Why I Blog

Nicholas Carr has a blog post on blogging.

Surface tensions

October 15, 2008

In the new issue of the Atlantic, veteran blogger Andrew Sullivan writes a thoughtful and generous paean to blogging, which he calls - and he means it more as compliment than as criticism - "a superficial medium":

By superficial, I mean simply that blogging rewards brevity and immediacy. No one wants to read a 9,000-word treatise online. On the Web, one-sentence links are as legitimate as thousand-word diatribes—in fact, they are often valued more. And, as Matt Drudge told me when I sought advice from the master in 2001, the key to understanding a blog is to realize that it’s a broadcast, not a publication. If it stops moving, it dies. If it stops paddling, it sinks.

Nicholas references Andrew Sullivan’s “Why I Blog”

For centuries, writers have experimented with forms that evoke the imperfection of thought, the inconstancy of human affairs, and the chastening passage of time. But as blogging evolves as a literary form, it is generating a new and quintessentially postmodern idiom that’s enabling writers to express themselves in ways that have never been seen or understood before. Its truths are provisional, and its ethos collective and messy. Yet the interaction it enables between writer and reader is unprecedented, visceral, and sometimes brutal. And make no mistake: it heralds a golden era for journalism.

by Andrew Sullivan

Why I Blog

Andrew makes excellent points.

Yet the interaction it enables between writer and reader is unprecedented, visceral, and sometimes brutal. And make no mistake: it heralds a golden era for journalism.

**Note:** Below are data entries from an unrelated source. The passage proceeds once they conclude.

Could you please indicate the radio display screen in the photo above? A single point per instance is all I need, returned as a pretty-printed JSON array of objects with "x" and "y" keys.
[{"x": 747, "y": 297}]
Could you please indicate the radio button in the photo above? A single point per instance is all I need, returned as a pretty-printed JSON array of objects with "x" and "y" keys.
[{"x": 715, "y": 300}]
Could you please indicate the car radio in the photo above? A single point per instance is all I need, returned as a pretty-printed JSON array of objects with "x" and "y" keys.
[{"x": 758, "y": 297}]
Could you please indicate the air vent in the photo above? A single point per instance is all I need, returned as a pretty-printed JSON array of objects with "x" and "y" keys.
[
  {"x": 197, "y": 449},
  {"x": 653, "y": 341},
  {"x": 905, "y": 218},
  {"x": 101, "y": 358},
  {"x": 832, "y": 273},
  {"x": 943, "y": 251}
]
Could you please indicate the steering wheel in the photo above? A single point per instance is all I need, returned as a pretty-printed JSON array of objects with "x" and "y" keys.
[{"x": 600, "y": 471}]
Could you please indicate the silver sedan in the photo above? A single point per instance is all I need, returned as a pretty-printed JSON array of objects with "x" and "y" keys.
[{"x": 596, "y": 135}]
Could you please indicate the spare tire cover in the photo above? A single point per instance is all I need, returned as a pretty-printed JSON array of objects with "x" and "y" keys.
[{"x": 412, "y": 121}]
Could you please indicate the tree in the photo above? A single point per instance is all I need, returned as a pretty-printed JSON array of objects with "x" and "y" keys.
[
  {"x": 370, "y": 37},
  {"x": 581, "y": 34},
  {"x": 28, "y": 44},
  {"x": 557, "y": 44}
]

Anyone who has blogged his thoughts for an extended time will recognize this world. We bloggers have scant opportunity to collect our thoughts, to wait until events have settled and a clear pattern emerges. We blog now—as news reaches us, as facts emerge.

The blog remained a superficial medium, of course. By superficial, I mean simply that blogging rewards brevity and immediacy.

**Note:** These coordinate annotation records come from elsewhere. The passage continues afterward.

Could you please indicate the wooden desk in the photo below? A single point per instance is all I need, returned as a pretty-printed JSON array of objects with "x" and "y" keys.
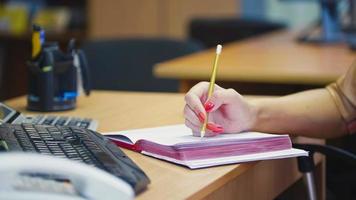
[
  {"x": 273, "y": 59},
  {"x": 123, "y": 110}
]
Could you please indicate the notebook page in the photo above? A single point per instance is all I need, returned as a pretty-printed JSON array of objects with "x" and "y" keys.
[
  {"x": 195, "y": 164},
  {"x": 178, "y": 134}
]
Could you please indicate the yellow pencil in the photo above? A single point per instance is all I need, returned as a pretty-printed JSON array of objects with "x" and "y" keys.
[{"x": 211, "y": 86}]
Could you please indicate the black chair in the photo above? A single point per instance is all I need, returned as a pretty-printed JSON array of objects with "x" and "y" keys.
[
  {"x": 212, "y": 31},
  {"x": 343, "y": 179},
  {"x": 127, "y": 64}
]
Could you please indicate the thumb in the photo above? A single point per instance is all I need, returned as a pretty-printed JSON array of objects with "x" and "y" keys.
[
  {"x": 219, "y": 98},
  {"x": 214, "y": 102}
]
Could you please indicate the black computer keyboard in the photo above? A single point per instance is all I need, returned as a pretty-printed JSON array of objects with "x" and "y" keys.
[
  {"x": 61, "y": 121},
  {"x": 75, "y": 143}
]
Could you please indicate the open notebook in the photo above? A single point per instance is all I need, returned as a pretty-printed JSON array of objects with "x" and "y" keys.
[{"x": 176, "y": 144}]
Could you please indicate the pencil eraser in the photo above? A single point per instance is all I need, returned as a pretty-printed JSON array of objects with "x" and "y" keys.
[{"x": 218, "y": 49}]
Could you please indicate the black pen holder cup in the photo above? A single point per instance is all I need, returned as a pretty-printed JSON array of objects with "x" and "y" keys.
[{"x": 52, "y": 82}]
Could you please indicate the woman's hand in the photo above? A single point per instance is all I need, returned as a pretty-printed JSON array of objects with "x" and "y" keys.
[{"x": 228, "y": 111}]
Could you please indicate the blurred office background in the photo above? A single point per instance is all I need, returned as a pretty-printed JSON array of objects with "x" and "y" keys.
[{"x": 88, "y": 20}]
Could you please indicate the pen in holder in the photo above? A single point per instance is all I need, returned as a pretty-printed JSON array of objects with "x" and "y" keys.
[{"x": 53, "y": 78}]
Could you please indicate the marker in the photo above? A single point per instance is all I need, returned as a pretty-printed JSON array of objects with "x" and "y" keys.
[
  {"x": 211, "y": 86},
  {"x": 38, "y": 39}
]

But the superficiality masked considerable depth—greater depth, from one perspective, than the traditional media could offer. The reason was a single technological innovation: the hyperlink. An old-school columnist can write 800 brilliant words analyzing or commenting on, say, a new think-tank report or scientific survey. But in reading it on paper, you have to take the columnist’s presentation of the material on faith, or be convinced by a brief quotation (which can always be misleading out of context). Online, a hyperlink to the original source transforms the experience.

But blogging requires an embrace of such hazards, a willingness to fall off the trapeze rather than fail to make the leap.

Some of the points I most attached to are:

It renders a writer and a reader not just connected but linked in a visceral, personal way. The only term that really describes this is friendship. And it is a relatively new thing to write for thousands and thousands of friends.

A good blog is your own private Wikipedia.

And, then I realized differences I am trying to do with the Green Data Center blog.

A traditional writer is valued by readers precisely because they trust him to have thought long and hard about a subject, given it time to evolve in his head, and composed a piece of writing that is worth their time to read at length and to ponder. Bloggers don’t do this and cannot do this—and that limits them far more than it does traditional long-form writing.

The torrent of blogospheric insights, ideas, and arguments places a greater premium on the person who can finally make sense of it all, turning it into something more solid, and lasting, and rewarding.

The one big point Andrew missed for Why I Blog is the metrics. I know how many people view a post in RSS readers and click on links. I can see when search engines bring traffic. The problem with traditional publishing is it is open loop.  Adaptable efficient designs have closed loop control systems.  Publishing on a blog with tools like Feedburner, Google Analytics, Quantcast, and Typepad Stats allows me to get information on how well things work and what I need to change.

I blog because it is a closed loop publishing system. 

And, one of the top features I look for in a Green Data Center is whether the engineers and operators use control theory to build closed loop feedbacks.

How else do you know if things are working the way you expect?